Department of Psychology, Utah State University, 2810 Old Main Hill, Logan, Utah 84322-2810, USA.
J Acoust Soc Am. 2013 Apr;133(4):2390-6. doi: 10.1121/1.4792143.
Binary time-frequency (TF) masks can be applied to separate speech from noise. Previous studies have shown that with appropriate parameters, ideal TF masks can extract highly intelligible speech even at very low speech-to-noise ratios (SNRs). Two psychophysical experiments provided additional information about the dependence of intelligibility on the frequency resolution and threshold criteria that define the ideal TF mask. Listeners identified AzBio Sentences in noise, before and after application of TF masks. Masks generated with 8 or 16 frequency bands per octave supported nearly-perfect identification. Word recognition accuracy was slightly lower and more variable with 4 bands per octave. When TF masks were generated with a local threshold criterion of 0 dB SNR, the mean speech reception threshold was -9.5 dB SNR, compared to -5.7 dB for unprocessed sentences in noise. Speech reception thresholds decreased by about 1 dB per dB of additional decrease in the local threshold criterion. Information reported here about the dependence of speech intelligibility on frequency and level parameters has relevance for the development of non-ideal TF masks for clinical applications such as speech processing for hearing aids.
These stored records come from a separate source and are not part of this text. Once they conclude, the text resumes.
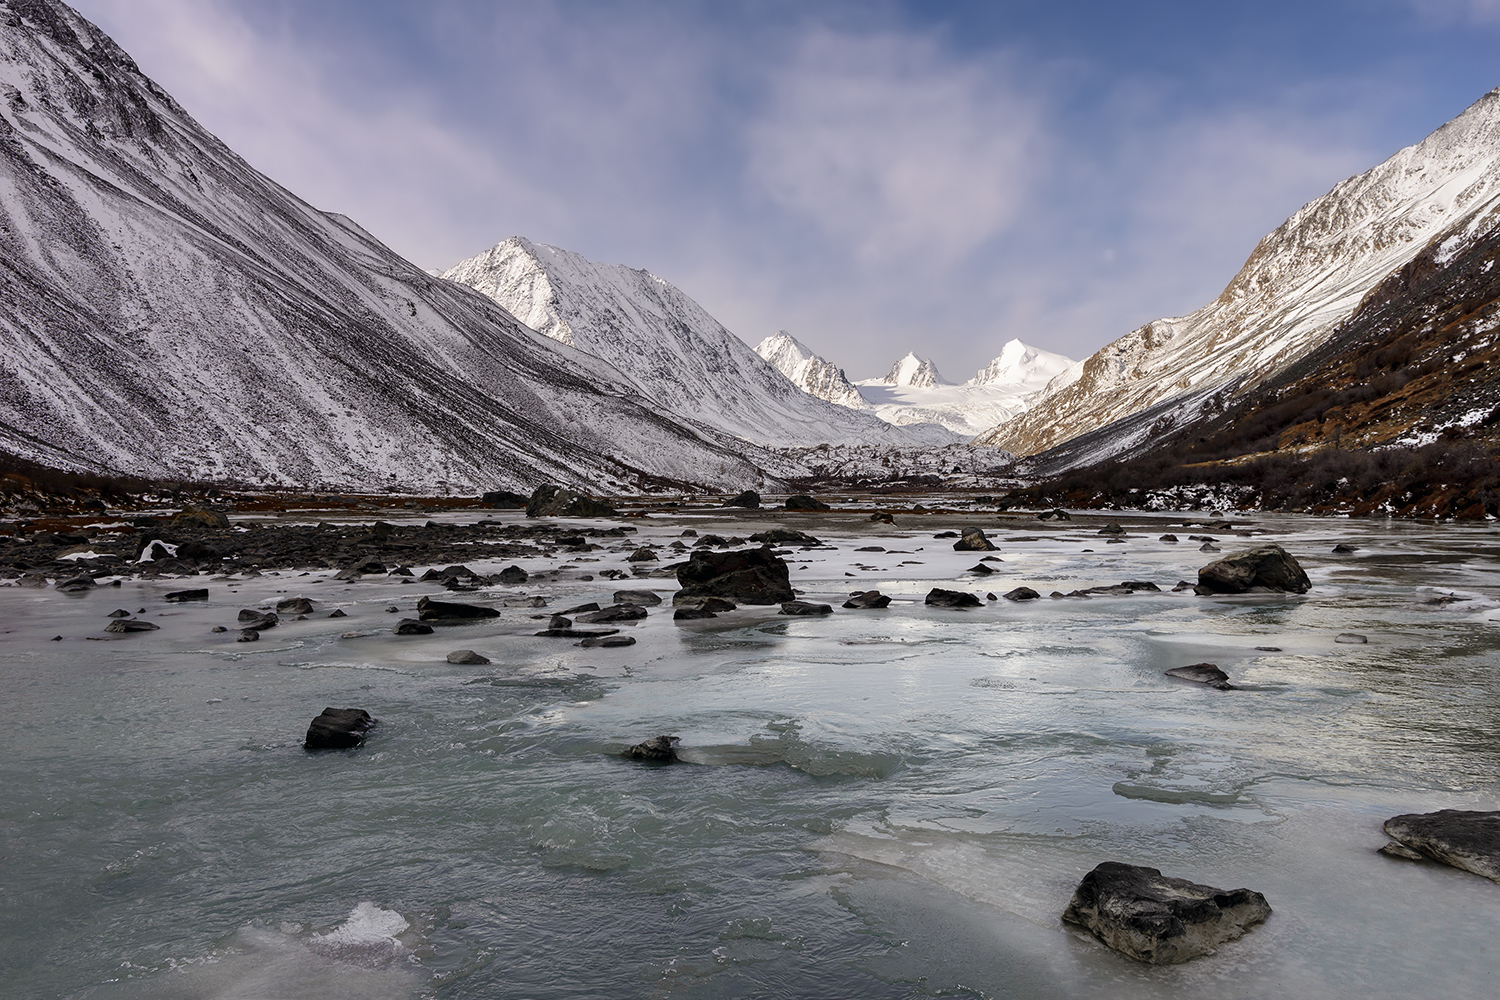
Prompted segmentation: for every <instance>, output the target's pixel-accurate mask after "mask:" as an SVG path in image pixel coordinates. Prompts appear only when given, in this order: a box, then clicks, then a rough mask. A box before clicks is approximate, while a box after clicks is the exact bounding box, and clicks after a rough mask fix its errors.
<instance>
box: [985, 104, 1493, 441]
mask: <svg viewBox="0 0 1500 1000" xmlns="http://www.w3.org/2000/svg"><path fill="white" fill-rule="evenodd" d="M1497 207H1500V90H1496V91H1491V93H1488V94H1485V96H1484V97H1482V99H1479V100H1478V102H1476V103H1475V105H1473V106H1470V108H1469V109H1467V111H1464V114H1461V115H1460V117H1458V118H1455V120H1454V121H1451V123H1448V124H1445V126H1443V127H1440V129H1437V130H1436V132H1434V133H1433V135H1430V136H1428V138H1427V139H1424V141H1422V142H1418V144H1416V145H1410V147H1407V148H1404V150H1401V151H1400V153H1397V154H1395V156H1392V157H1391V159H1389V160H1386V162H1385V163H1382V165H1379V166H1376V168H1373V169H1370V171H1367V172H1364V174H1361V175H1358V177H1352V178H1350V180H1346V181H1343V183H1340V184H1338V186H1337V187H1334V190H1331V192H1329V193H1328V195H1325V196H1322V198H1319V199H1317V201H1313V202H1310V204H1307V205H1305V207H1304V208H1301V210H1299V211H1298V213H1296V214H1293V216H1292V217H1290V219H1287V222H1284V223H1283V225H1281V226H1280V228H1278V229H1277V231H1275V232H1272V234H1271V235H1268V237H1265V238H1263V240H1262V241H1260V244H1259V246H1257V247H1256V250H1254V253H1251V256H1250V259H1248V261H1247V262H1245V265H1244V267H1242V268H1241V271H1239V274H1236V276H1235V279H1233V280H1232V282H1230V283H1229V286H1227V288H1226V289H1224V292H1223V294H1221V295H1220V297H1218V298H1215V300H1214V301H1212V303H1209V304H1208V306H1205V307H1203V309H1200V310H1197V312H1194V313H1193V315H1190V316H1182V318H1175V319H1158V321H1155V322H1151V324H1146V325H1145V327H1142V328H1139V330H1134V331H1131V333H1130V334H1127V336H1124V337H1121V339H1119V340H1116V342H1113V343H1110V345H1109V346H1106V348H1104V349H1103V351H1100V352H1097V354H1095V355H1094V357H1091V358H1088V360H1086V361H1083V363H1082V364H1079V366H1076V367H1073V369H1070V370H1067V372H1064V373H1062V375H1059V376H1058V378H1055V379H1053V381H1052V382H1050V384H1049V385H1047V390H1046V391H1044V393H1043V396H1041V397H1040V399H1038V400H1037V402H1035V405H1034V406H1032V409H1031V411H1029V412H1026V414H1025V415H1022V417H1019V418H1016V420H1011V421H1008V423H1005V424H1001V426H998V427H995V429H993V430H992V432H989V433H986V435H983V436H980V438H978V439H977V444H990V445H999V447H1004V448H1008V450H1011V451H1016V453H1017V454H1035V453H1040V451H1046V450H1047V448H1053V447H1056V445H1059V444H1062V442H1065V441H1068V439H1071V438H1077V436H1079V435H1086V433H1089V432H1098V433H1097V435H1095V436H1094V439H1095V445H1097V447H1092V448H1088V450H1085V451H1086V453H1088V454H1089V456H1092V457H1101V456H1103V454H1109V453H1110V447H1112V445H1110V441H1109V436H1110V435H1109V430H1107V429H1106V427H1107V426H1109V424H1112V423H1113V421H1118V420H1121V418H1125V417H1131V415H1136V414H1142V412H1143V411H1148V409H1149V408H1152V406H1163V408H1167V409H1173V408H1175V409H1176V412H1175V414H1173V417H1172V418H1173V421H1191V420H1194V418H1196V414H1197V412H1200V411H1197V409H1196V408H1197V406H1199V405H1200V403H1202V405H1209V403H1211V402H1212V403H1217V405H1227V403H1229V402H1232V400H1233V399H1238V397H1239V396H1241V394H1244V393H1248V391H1251V390H1253V388H1254V387H1256V385H1257V384H1260V382H1263V381H1265V379H1266V378H1269V376H1272V375H1274V373H1277V372H1278V370H1281V369H1284V367H1286V366H1287V364H1290V363H1293V361H1296V360H1299V358H1302V357H1305V355H1308V352H1310V351H1313V349H1314V348H1317V346H1319V345H1320V343H1322V342H1323V340H1326V339H1328V337H1329V334H1331V333H1332V331H1334V328H1335V327H1338V324H1341V322H1343V321H1344V319H1347V318H1349V316H1350V315H1352V313H1353V312H1355V309H1356V306H1359V303H1361V300H1362V298H1364V297H1365V295H1367V294H1370V292H1371V289H1374V288H1376V286H1377V285H1379V283H1380V282H1382V280H1385V279H1386V277H1388V276H1391V274H1394V273H1395V271H1398V270H1400V268H1403V267H1404V265H1406V264H1407V262H1410V261H1412V259H1413V258H1416V256H1418V255H1419V253H1422V252H1424V249H1427V247H1436V249H1437V250H1440V252H1454V250H1455V249H1457V247H1460V246H1463V244H1466V243H1467V241H1470V240H1473V238H1475V235H1476V234H1479V232H1484V231H1488V228H1490V225H1491V223H1493V220H1494V219H1496V213H1497ZM1445 247H1446V249H1445ZM1137 424H1140V421H1139V420H1134V421H1131V426H1137ZM1146 426H1148V427H1149V423H1148V424H1146ZM1101 429H1106V430H1101ZM1125 444H1128V441H1127V439H1125V438H1122V439H1121V445H1119V448H1118V450H1122V448H1124V447H1125Z"/></svg>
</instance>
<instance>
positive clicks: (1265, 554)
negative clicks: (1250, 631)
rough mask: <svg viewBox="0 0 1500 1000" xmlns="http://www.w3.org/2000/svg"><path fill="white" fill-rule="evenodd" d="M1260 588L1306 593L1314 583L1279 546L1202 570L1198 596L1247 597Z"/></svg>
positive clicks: (1310, 587) (1233, 557) (1245, 552)
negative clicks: (1237, 594) (1211, 595)
mask: <svg viewBox="0 0 1500 1000" xmlns="http://www.w3.org/2000/svg"><path fill="white" fill-rule="evenodd" d="M1257 589H1259V591H1277V592H1281V594H1307V592H1308V591H1310V589H1313V583H1311V580H1308V574H1307V573H1304V571H1302V567H1301V564H1298V561H1296V559H1295V558H1293V556H1292V553H1289V552H1287V550H1286V549H1283V547H1281V546H1278V544H1275V543H1271V544H1266V546H1257V547H1256V549H1247V550H1245V552H1236V553H1235V555H1232V556H1224V558H1223V559H1218V561H1215V562H1211V564H1208V565H1206V567H1203V568H1202V570H1199V586H1197V592H1199V594H1245V592H1247V591H1257Z"/></svg>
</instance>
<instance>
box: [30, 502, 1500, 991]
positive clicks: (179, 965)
mask: <svg viewBox="0 0 1500 1000" xmlns="http://www.w3.org/2000/svg"><path fill="white" fill-rule="evenodd" d="M975 519H978V523H981V525H983V526H986V529H987V531H990V534H992V538H993V540H995V541H996V543H998V544H999V546H1001V552H999V553H998V555H999V558H1001V559H1002V562H993V564H990V565H992V567H993V568H996V571H998V573H996V574H995V576H990V577H984V579H983V580H981V579H978V577H975V576H972V574H969V573H966V570H968V568H969V567H972V565H975V562H977V561H978V555H980V553H972V552H968V553H960V552H953V550H951V543H948V541H939V540H935V538H933V534H935V532H936V531H939V529H942V528H951V526H957V525H959V523H962V520H954V519H950V520H951V523H947V522H941V519H936V517H922V516H898V519H897V520H898V523H897V526H885V525H871V523H868V522H867V520H865V519H864V514H852V516H837V514H835V516H823V517H820V519H819V520H817V522H816V532H817V534H819V535H820V537H823V538H825V541H828V543H829V544H832V546H835V547H837V550H831V549H820V550H810V552H799V553H796V556H793V558H789V562H792V579H793V583H795V585H796V586H798V588H799V589H804V591H805V598H807V600H819V601H826V603H832V604H834V606H835V609H837V606H838V604H840V603H841V600H843V598H844V595H846V594H849V592H850V591H855V589H867V588H879V589H882V591H883V592H886V594H892V595H895V598H897V601H895V603H892V604H891V607H889V609H888V610H883V612H846V610H841V609H838V610H835V613H834V615H831V616H826V618H784V616H778V615H777V613H775V609H742V610H738V612H733V613H726V615H721V616H720V618H717V619H714V621H702V622H690V624H673V622H672V619H670V607H669V603H667V604H666V606H663V607H658V609H652V613H651V616H649V618H648V619H645V621H643V622H639V624H637V625H633V627H625V628H627V630H628V634H631V636H634V637H636V639H637V640H639V642H637V643H636V645H634V646H630V648H624V649H582V648H577V646H574V645H573V643H571V642H570V640H559V639H538V637H532V636H531V633H532V631H535V630H537V628H540V627H543V625H544V622H540V621H532V618H531V616H534V615H540V613H544V612H538V610H537V609H532V607H507V609H505V610H504V615H502V616H501V618H498V619H490V621H487V622H483V624H478V625H465V627H447V628H440V630H438V631H437V634H434V636H426V637H396V636H392V634H390V625H392V624H393V622H395V619H396V618H398V615H393V613H389V612H387V610H386V607H387V606H398V607H401V609H402V610H404V612H407V613H410V612H411V607H413V604H414V603H416V600H417V598H419V597H422V595H425V594H441V591H435V589H432V585H422V583H401V582H398V580H390V579H380V580H369V579H366V580H362V582H359V583H344V582H335V580H332V579H329V574H302V576H299V574H296V573H282V574H279V576H276V574H267V576H263V577H258V579H249V580H213V582H207V583H202V582H201V580H202V577H199V579H198V580H189V582H181V580H172V582H135V580H126V582H123V585H121V586H120V588H111V586H104V588H99V589H98V591H93V592H90V594H86V595H80V597H72V595H65V594H57V592H55V591H52V589H45V591H36V589H24V588H0V622H3V628H5V631H3V634H0V696H3V703H5V705H6V724H5V726H3V727H0V774H3V789H5V793H3V796H0V831H3V858H0V894H3V898H0V996H5V997H90V999H101V1000H102V999H115V997H123V999H145V997H150V999H177V997H183V999H186V997H223V999H229V997H234V999H242V1000H249V999H260V997H320V999H338V997H362V999H375V1000H378V999H384V997H434V999H437V997H441V999H449V997H453V999H458V997H486V999H490V997H537V999H540V997H871V999H882V997H927V996H944V997H1044V999H1046V997H1089V996H1110V997H1125V999H1134V997H1208V996H1212V997H1217V999H1218V997H1409V996H1413V994H1424V996H1443V997H1493V996H1494V990H1496V988H1494V981H1496V976H1497V973H1500V945H1497V940H1496V927H1500V886H1496V885H1493V883H1490V882H1487V880H1484V879H1479V877H1476V876H1470V874H1466V873H1461V871H1457V870H1451V868H1445V867H1439V865H1422V864H1410V862H1398V861H1392V859H1388V858H1385V856H1380V855H1377V853H1376V849H1377V847H1380V846H1382V844H1383V843H1385V837H1383V835H1382V832H1380V825H1382V822H1383V820H1385V819H1386V817H1389V816H1394V814H1397V813H1416V811H1430V810H1439V808H1482V810H1494V808H1500V738H1497V736H1500V732H1497V727H1500V655H1497V654H1500V610H1497V609H1500V601H1497V600H1496V598H1497V595H1500V579H1497V576H1496V574H1497V571H1500V559H1497V556H1500V534H1497V531H1496V528H1494V526H1490V525H1476V526H1461V525H1419V523H1391V522H1379V520H1349V519H1326V520H1320V519H1307V517H1275V516H1257V517H1253V519H1250V522H1251V523H1253V526H1254V529H1256V531H1257V532H1263V534H1262V535H1259V538H1266V540H1275V541H1278V543H1281V544H1283V546H1286V547H1287V549H1289V550H1292V552H1293V553H1295V555H1296V556H1298V558H1299V559H1302V562H1304V565H1305V567H1307V570H1308V573H1310V576H1311V577H1313V582H1314V589H1313V592H1311V594H1308V595H1305V597H1238V598H1199V597H1193V595H1191V592H1170V591H1169V589H1167V588H1170V586H1172V585H1173V583H1176V582H1178V580H1179V579H1190V580H1191V579H1196V571H1197V568H1199V567H1200V565H1203V564H1205V562H1208V561H1209V559H1212V558H1215V556H1211V555H1206V553H1202V552H1199V544H1197V543H1190V541H1188V540H1187V535H1188V534H1190V532H1191V534H1203V532H1202V529H1185V528H1179V526H1176V525H1178V523H1181V520H1182V516H1181V514H1179V516H1146V514H1130V516H1122V520H1125V523H1127V525H1128V526H1130V528H1131V534H1130V535H1128V540H1127V541H1125V543H1124V544H1106V538H1103V537H1100V535H1097V534H1095V531H1097V529H1098V526H1100V525H1101V523H1103V519H1098V517H1094V519H1082V517H1080V519H1077V520H1074V522H1073V523H1068V525H1053V523H1044V522H1037V520H1028V519H1013V520H1005V522H1001V520H996V517H995V514H989V516H986V517H980V516H975ZM630 523H634V525H637V526H639V528H640V531H639V534H637V535H634V537H633V538H630V540H627V541H628V544H627V546H621V550H619V552H607V550H606V552H594V553H591V556H589V558H597V559H600V561H598V562H597V564H595V562H580V561H577V559H574V562H571V564H568V565H571V567H574V568H570V570H564V571H562V573H561V576H559V577H558V579H547V580H538V579H532V580H531V582H528V585H523V586H519V588H495V589H492V591H486V592H481V594H477V595H472V598H459V600H478V601H484V603H499V601H504V600H510V601H513V603H519V601H517V598H520V597H523V595H538V594H540V595H544V597H546V598H547V600H549V606H547V610H556V609H565V607H568V606H571V604H576V603H582V601H588V600H600V601H603V603H607V598H609V594H610V592H612V591H613V589H615V588H616V586H652V588H655V589H657V591H658V592H661V594H663V595H666V597H667V601H670V591H672V589H675V582H673V580H661V579H658V580H649V582H643V583H627V585H615V583H610V582H607V580H601V579H598V580H592V582H589V580H582V579H579V576H580V574H585V573H594V574H597V573H598V570H601V568H610V567H624V565H627V564H625V562H624V556H625V552H627V550H628V549H633V547H636V546H637V544H642V543H645V541H654V543H664V541H667V540H670V538H675V537H676V535H678V534H679V532H681V531H682V529H684V528H685V526H696V528H699V529H702V531H705V532H706V531H708V529H711V528H717V529H724V528H727V529H732V531H735V532H736V534H747V532H748V531H754V529H757V528H759V526H762V525H760V523H757V522H756V519H754V517H750V519H741V520H739V522H736V523H733V525H721V523H718V522H714V520H712V519H709V517H703V516H696V517H694V516H691V514H678V516H672V517H648V519H636V520H633V522H630ZM763 523H766V525H768V523H774V522H771V520H769V517H766V519H765V522H763ZM783 523H784V522H783ZM811 523H813V522H807V523H802V522H798V526H807V528H808V529H813V528H811ZM1169 529H1170V531H1175V532H1176V534H1178V535H1179V537H1181V538H1182V543H1179V544H1176V546H1173V544H1167V543H1161V541H1158V540H1157V535H1158V534H1161V531H1169ZM1208 534H1214V535H1217V537H1218V538H1220V541H1218V544H1220V546H1223V549H1224V552H1226V553H1229V552H1233V550H1235V549H1236V547H1239V546H1248V544H1253V540H1250V538H1241V537H1236V535H1235V534H1233V532H1208ZM688 541H691V540H688ZM1340 541H1347V543H1352V544H1356V546H1359V552H1356V553H1353V555H1346V556H1335V555H1331V549H1332V546H1334V544H1335V543H1340ZM867 546H883V547H885V549H886V552H855V550H856V549H859V547H867ZM472 565H474V568H484V570H498V568H499V567H498V565H486V564H472ZM522 565H525V567H526V568H528V570H532V571H541V570H546V568H555V562H553V564H552V565H546V567H544V565H541V562H540V561H535V562H532V564H526V562H525V561H523V562H522ZM419 573H420V567H419ZM1121 580H1155V582H1157V583H1158V585H1161V586H1163V588H1164V589H1163V592H1161V594H1136V595H1131V597H1104V598H1092V600H1079V598H1073V600H1046V598H1044V600H1041V601H1034V603H1029V604H1011V603H1008V601H1004V600H1001V601H995V603H987V604H986V607H981V609H972V610H963V612H960V610H938V609H929V607H926V606H924V604H922V603H921V598H922V595H924V594H926V592H927V591H929V589H930V588H932V586H950V588H959V589H971V591H975V592H978V594H981V595H984V594H986V592H996V594H1004V592H1005V591H1008V589H1011V588H1013V586H1017V585H1023V583H1025V585H1031V586H1034V588H1037V589H1038V591H1041V592H1043V594H1049V592H1052V591H1055V589H1061V591H1073V589H1076V588H1086V586H1094V585H1106V583H1119V582H1121ZM189 585H192V586H204V585H207V586H208V588H210V601H208V603H207V604H166V603H163V600H162V595H163V594H166V592H168V591H172V589H180V588H183V586H189ZM1451 594H1457V595H1458V597H1460V598H1461V600H1458V601H1446V603H1430V601H1433V600H1434V598H1439V597H1443V595H1451ZM294 595H306V597H309V598H312V600H315V601H318V609H320V610H318V612H317V613H315V615H314V616H309V619H308V621H302V622H291V621H288V622H284V624H282V625H281V627H278V628H275V630H272V631H267V633H266V634H264V637H263V640H261V642H258V643H254V645H251V643H237V642H234V639H236V634H237V633H236V631H233V625H234V616H236V612H237V610H239V609H242V607H257V606H267V603H270V601H275V600H278V598H281V597H294ZM115 607H121V609H126V610H130V612H135V610H136V609H145V613H144V615H141V616H142V618H148V619H150V621H154V622H157V624H159V625H160V630H159V631H154V633H145V634H133V636H107V634H105V633H104V631H102V630H104V625H105V624H107V622H108V621H110V619H108V618H107V615H108V612H111V610H114V609H115ZM335 607H339V609H344V610H345V612H347V613H348V616H347V618H339V619H327V618H326V613H327V612H329V610H332V609H335ZM214 624H225V625H231V631H229V633H226V634H213V633H210V627H211V625H214ZM351 631H353V633H365V634H362V636H357V637H353V639H351V637H342V636H344V633H351ZM1341 633H1359V634H1364V636H1365V637H1368V643H1364V645H1349V643H1340V642H1335V637H1337V636H1340V634H1341ZM52 636H62V640H58V642H51V639H52ZM1260 646H1274V648H1278V649H1277V651H1268V649H1257V648H1260ZM459 648H469V649H475V651H478V652H481V654H486V655H487V657H490V658H492V660H493V663H492V664H489V666H472V667H460V666H450V664H447V663H446V654H447V652H449V651H452V649H459ZM1199 661H1212V663H1217V664H1218V666H1220V667H1223V669H1224V670H1227V672H1229V675H1230V678H1232V679H1233V682H1235V684H1236V685H1239V688H1241V690H1236V691H1217V690H1211V688H1205V687H1200V685H1193V684H1187V682H1178V681H1173V679H1169V678H1166V676H1163V670H1166V669H1169V667H1173V666H1184V664H1190V663H1199ZM324 706H360V708H366V709H369V711H371V712H372V714H374V715H377V717H378V718H380V720H381V724H380V727H378V729H377V730H375V732H374V735H372V736H371V739H369V741H368V742H366V745H365V747H363V748H360V750H354V751H336V753H321V754H309V753H306V751H303V750H302V748H300V739H302V735H303V732H305V730H306V724H308V721H309V720H311V718H312V717H314V715H317V714H318V711H321V709H323V708H324ZM657 733H672V735H676V736H681V738H682V756H684V759H685V760H687V763H682V765H673V766H667V768H652V766H642V765H636V763H631V762H627V760H624V759H621V757H619V751H621V750H622V748H624V747H625V745H628V744H633V742H639V741H640V739H643V738H648V736H652V735H657ZM1112 859H1113V861H1125V862H1131V864H1145V865H1151V867H1157V868H1161V870H1163V871H1164V873H1166V874H1169V876H1178V877H1187V879H1193V880H1196V882H1206V883H1209V885H1217V886H1223V888H1229V889H1233V888H1239V886H1248V888H1251V889H1257V891H1260V892H1263V894H1265V895H1266V897H1268V900H1269V901H1271V904H1272V907H1274V916H1272V918H1271V921H1269V922H1266V924H1265V925H1262V927H1260V928H1257V930H1254V931H1253V933H1251V934H1250V936H1247V937H1245V939H1242V940H1239V942H1235V943H1230V945H1226V946H1224V948H1221V949H1220V951H1218V954H1215V955H1211V957H1206V958H1202V960H1197V961H1193V963H1188V964H1185V966H1179V967H1167V969H1152V967H1145V966H1139V964H1136V963H1131V961H1128V960H1125V958H1121V957H1116V955H1115V954H1112V952H1107V951H1106V949H1104V948H1103V946H1100V945H1098V943H1097V942H1094V940H1092V939H1091V937H1088V936H1085V934H1080V933H1077V931H1076V930H1073V928H1067V927H1065V925H1062V924H1061V922H1059V919H1058V916H1059V913H1061V912H1062V910H1064V907H1065V906H1067V903H1068V898H1070V895H1071V892H1073V888H1074V886H1076V885H1077V882H1079V879H1080V877H1082V876H1083V874H1085V873H1088V871H1089V870H1091V868H1094V867H1095V865H1097V864H1098V862H1101V861H1112Z"/></svg>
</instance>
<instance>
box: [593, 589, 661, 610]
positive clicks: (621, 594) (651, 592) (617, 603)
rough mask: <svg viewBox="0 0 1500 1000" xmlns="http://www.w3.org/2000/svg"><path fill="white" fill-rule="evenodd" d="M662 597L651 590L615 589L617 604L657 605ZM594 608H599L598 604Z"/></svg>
mask: <svg viewBox="0 0 1500 1000" xmlns="http://www.w3.org/2000/svg"><path fill="white" fill-rule="evenodd" d="M660 603H661V597H660V595H657V594H652V592H651V591H615V604H639V606H640V607H655V606H657V604H660ZM592 610H598V607H597V606H595V607H594V609H592Z"/></svg>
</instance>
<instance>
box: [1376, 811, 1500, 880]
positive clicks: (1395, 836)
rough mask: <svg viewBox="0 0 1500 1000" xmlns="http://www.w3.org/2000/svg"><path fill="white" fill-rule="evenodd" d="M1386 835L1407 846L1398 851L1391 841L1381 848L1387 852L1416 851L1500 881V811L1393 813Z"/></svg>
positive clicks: (1442, 862)
mask: <svg viewBox="0 0 1500 1000" xmlns="http://www.w3.org/2000/svg"><path fill="white" fill-rule="evenodd" d="M1386 835H1388V837H1391V838H1394V840H1395V841H1397V844H1401V846H1403V847H1406V849H1407V853H1404V852H1397V850H1392V847H1394V846H1392V844H1388V846H1386V847H1383V849H1382V850H1383V852H1385V853H1388V855H1395V856H1410V853H1416V855H1419V856H1422V858H1430V859H1433V861H1439V862H1442V864H1445V865H1452V867H1454V868H1463V870H1464V871H1472V873H1475V874H1476V876H1484V877H1485V879H1490V880H1491V882H1500V813H1476V811H1472V810H1439V811H1437V813H1409V814H1404V816H1392V817H1391V819H1389V820H1386Z"/></svg>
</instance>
二进制时频 (TF) 掩码可用于分离语音和噪声。先前的研究表明,使用适当的参数,理想的 TF 掩码即使在非常低的语音噪声比 (SNR) 下也可以提取出高度可理解的语音。两项心理物理实验提供了有关可懂度对频率分辨率和定义理想 TF 掩码的阈值标准的依赖性的更多信息。在应用 TF 掩码之前和之后,听众在噪声中识别了 AzBio 句子。每八度 8 或 16 个频带生成的掩码支持近乎完美的识别。每八度 4 个频带的识别准确率略低,且变化更大。当使用 0 dB SNR 的局部阈值标准生成 TF 掩码时,平均言语接受阈值为-9.5 dB SNR,而未经处理的噪声中的句子为-5.7 dB SNR。随着局部阈值标准额外降低 1 dB,言语接受阈值降低约 1 dB。这里报告的关于语音可懂度对频率和水平参数的依赖性的信息对于为助听器等临床应用开发非理想 TF 掩码具有重要意义。